В таком с позволенья сказать конспиративном стиле я пытаюсь поделиться с сестрицей предположением, что их новый знакомец в лучшем случае блудливый кабан, в худшем — еще и сотрудник органов. Те же органы наверняка контролируют корреспонденцию, и от моего эзопова языка вреда, может статься, больше, чем пользы. Но я в испуге. Письма идут так долго, а романические отношения под знойным небом юга расцветают так быстро, что мудрено ждать толку от моих предупреждений. Ох, что за рожа! Булыжник пролетариата, подернутый департаментским жирком! Каково будет сестре, когда у нее откроются глаза?…

— Задала же я работенку своему ангелу-хранителю! — скажет потом Вера.

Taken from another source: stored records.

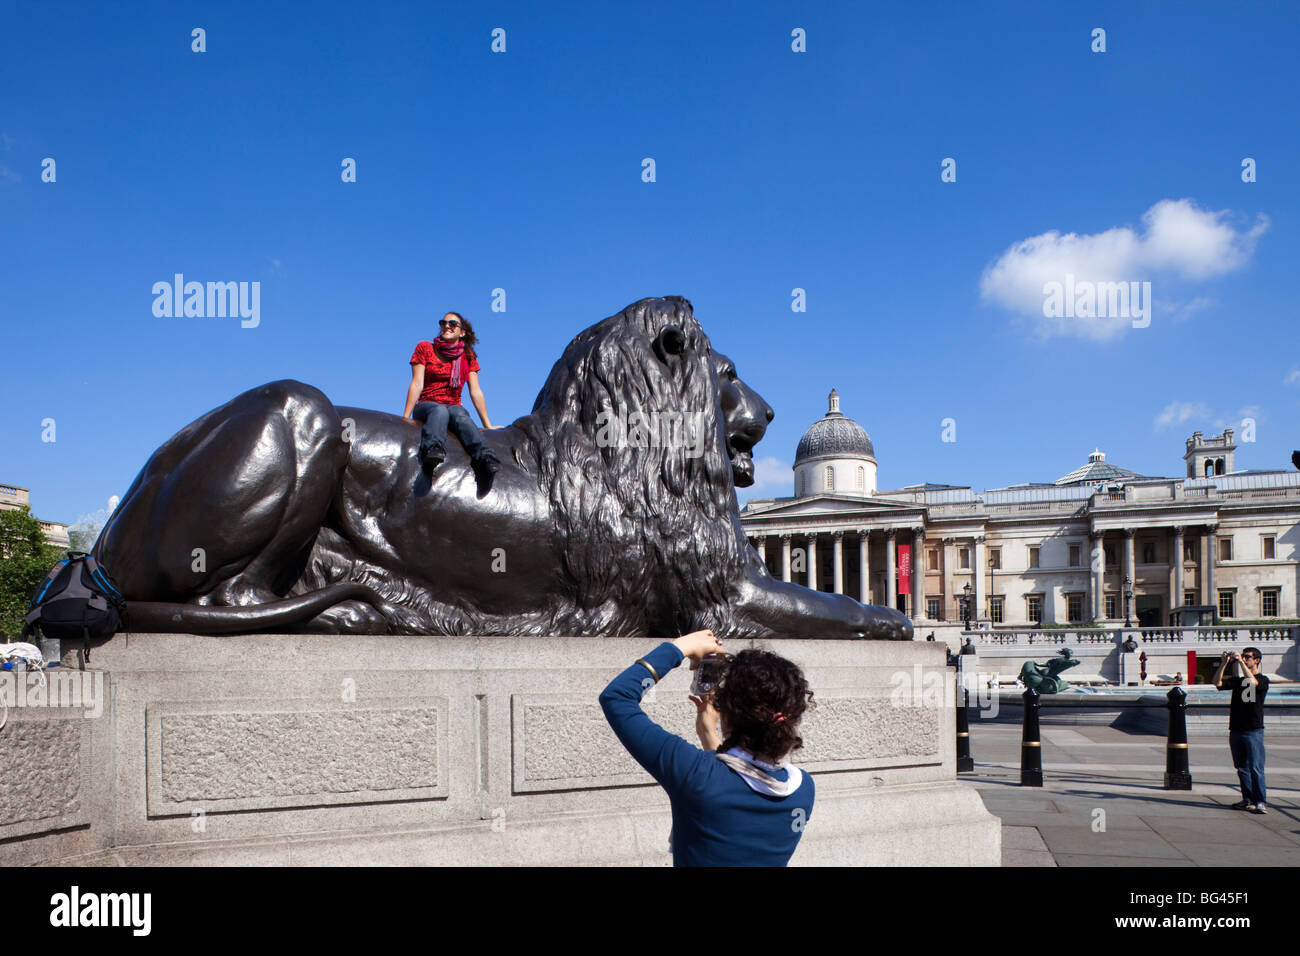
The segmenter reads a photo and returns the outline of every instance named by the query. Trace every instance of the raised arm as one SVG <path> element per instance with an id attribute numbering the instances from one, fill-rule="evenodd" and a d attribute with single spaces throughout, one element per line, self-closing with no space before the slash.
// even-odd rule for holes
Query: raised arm
<path id="1" fill-rule="evenodd" d="M 492 427 L 492 420 L 488 418 L 487 402 L 483 398 L 483 389 L 478 387 L 478 372 L 469 373 L 469 399 L 478 409 L 479 420 L 483 422 L 484 428 Z"/>
<path id="2" fill-rule="evenodd" d="M 1219 690 L 1223 690 L 1223 672 L 1227 670 L 1228 664 L 1231 660 L 1232 660 L 1232 655 L 1228 651 L 1224 651 L 1221 655 L 1219 655 L 1219 668 L 1214 672 L 1214 681 L 1213 681 L 1214 686 L 1217 687 Z"/>

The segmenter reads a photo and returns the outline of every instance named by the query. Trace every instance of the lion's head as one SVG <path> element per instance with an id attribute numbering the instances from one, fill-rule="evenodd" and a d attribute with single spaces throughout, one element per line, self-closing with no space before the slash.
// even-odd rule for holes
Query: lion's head
<path id="1" fill-rule="evenodd" d="M 612 608 L 632 594 L 653 604 L 676 591 L 674 607 L 648 613 L 683 626 L 725 608 L 748 550 L 735 489 L 753 484 L 753 448 L 771 419 L 686 299 L 642 299 L 580 333 L 519 423 L 580 605 Z M 677 587 L 656 586 L 666 579 Z"/>

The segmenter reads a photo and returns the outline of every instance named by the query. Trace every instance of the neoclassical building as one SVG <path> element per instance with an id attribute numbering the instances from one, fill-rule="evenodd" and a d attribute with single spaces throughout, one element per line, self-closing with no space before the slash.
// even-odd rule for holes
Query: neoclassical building
<path id="1" fill-rule="evenodd" d="M 1300 472 L 1238 471 L 1227 429 L 1186 441 L 1178 478 L 1100 450 L 1052 483 L 984 492 L 877 487 L 875 448 L 832 390 L 799 441 L 794 497 L 751 499 L 750 541 L 786 581 L 897 607 L 915 621 L 1164 625 L 1297 616 Z"/>
<path id="2" fill-rule="evenodd" d="M 0 511 L 24 506 L 31 506 L 29 489 L 19 488 L 17 485 L 0 484 Z M 72 543 L 68 540 L 68 526 L 66 524 L 58 521 L 41 521 L 41 530 L 45 532 L 45 540 L 56 548 L 72 547 Z"/>

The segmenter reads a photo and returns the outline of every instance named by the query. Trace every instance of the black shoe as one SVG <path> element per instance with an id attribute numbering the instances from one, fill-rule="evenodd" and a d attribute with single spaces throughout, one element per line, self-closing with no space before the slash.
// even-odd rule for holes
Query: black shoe
<path id="1" fill-rule="evenodd" d="M 447 460 L 447 452 L 441 448 L 431 448 L 420 459 L 424 473 L 432 475 L 433 470 Z"/>
<path id="2" fill-rule="evenodd" d="M 501 460 L 493 452 L 485 451 L 474 459 L 474 472 L 478 475 L 484 491 L 491 490 L 492 479 L 496 477 L 500 468 Z"/>
<path id="3" fill-rule="evenodd" d="M 1251 803 L 1249 800 L 1238 800 L 1236 803 L 1234 803 L 1234 804 L 1232 805 L 1232 809 L 1234 809 L 1234 810 L 1250 810 L 1250 811 L 1253 812 L 1254 809 L 1255 809 L 1255 805 L 1254 805 L 1253 803 Z"/>

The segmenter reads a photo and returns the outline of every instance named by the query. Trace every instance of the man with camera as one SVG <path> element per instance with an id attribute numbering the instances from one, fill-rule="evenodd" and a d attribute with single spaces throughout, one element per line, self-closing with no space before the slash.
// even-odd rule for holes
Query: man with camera
<path id="1" fill-rule="evenodd" d="M 1224 651 L 1214 684 L 1219 690 L 1232 691 L 1228 710 L 1228 747 L 1232 765 L 1241 778 L 1241 801 L 1234 810 L 1267 813 L 1264 804 L 1264 697 L 1268 678 L 1259 672 L 1261 655 L 1258 647 L 1248 647 L 1240 654 Z M 1231 674 L 1225 672 L 1231 668 Z"/>

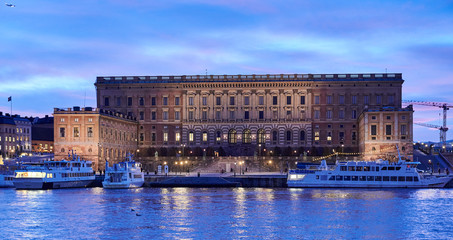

Ангел, однако, не подкачал. Хоть не ангельское это дело, а похоже, именно он внушил Зинаиде столь целеустремленную страсть к чиновному кабану, что тому пришлось начать с нее. А когда потом подкатился к Вере, само собой, не преуспел. Вот только Зина, видимо, чувствуя неполноценность своей победы, осатанела до того, что даже здороваться перестала. Долгие месяцы в крошечной каморке один на один с пышущей ненавистью врагиней, изматывающая работа, влажный приморский зной… А тут еще коллега-кубинец наседает “с благородными намерениями”. Он ей не нравился, и Вера учтиво соврала, что в Москве ее ждет жених. Рикардо — паршивец носил столь рыцарственное имя, — посчитался за обиду: приволок узел, попросил дружбы ради подержать у себя до завтра, а сам сбегал и донес, что сеньора Гирник спекулирует, вот и сейчас у нее в комнате хранится товар… За такое полагались высылка и пятно несмываемого позора — болтовня о последствиях экзотического романа грозила обернуться пророчеством, что, учитывая незавидные качества данного конкретного мулата, было бы особенно досадно. Однако ангел и тут не дремал. Высокий покровитель Зины, бдивший над благонадежностью советских специалистов, замял дело. Потому ли, что его пассия жила в той же комнате, а тут могли возникнуть кривотолки, или сыграла роль еще не остывшая слабость к Вере, как бы то ни было, до скандала не дошло.

“Я даже радоваться не могу. Все так нелепо и мерзко! А ведь это было настоящее чудесное избавление… “

“Ладно, порадуюсь вместо тебя. Но есть дело, которое тебе необходимо провернуть самой. Выбирайся из училища, а главное, отселись от Зинаиды. Тебе там на месте виднее: подумай, разведай, посоветуйся, на уши встань, но беги!”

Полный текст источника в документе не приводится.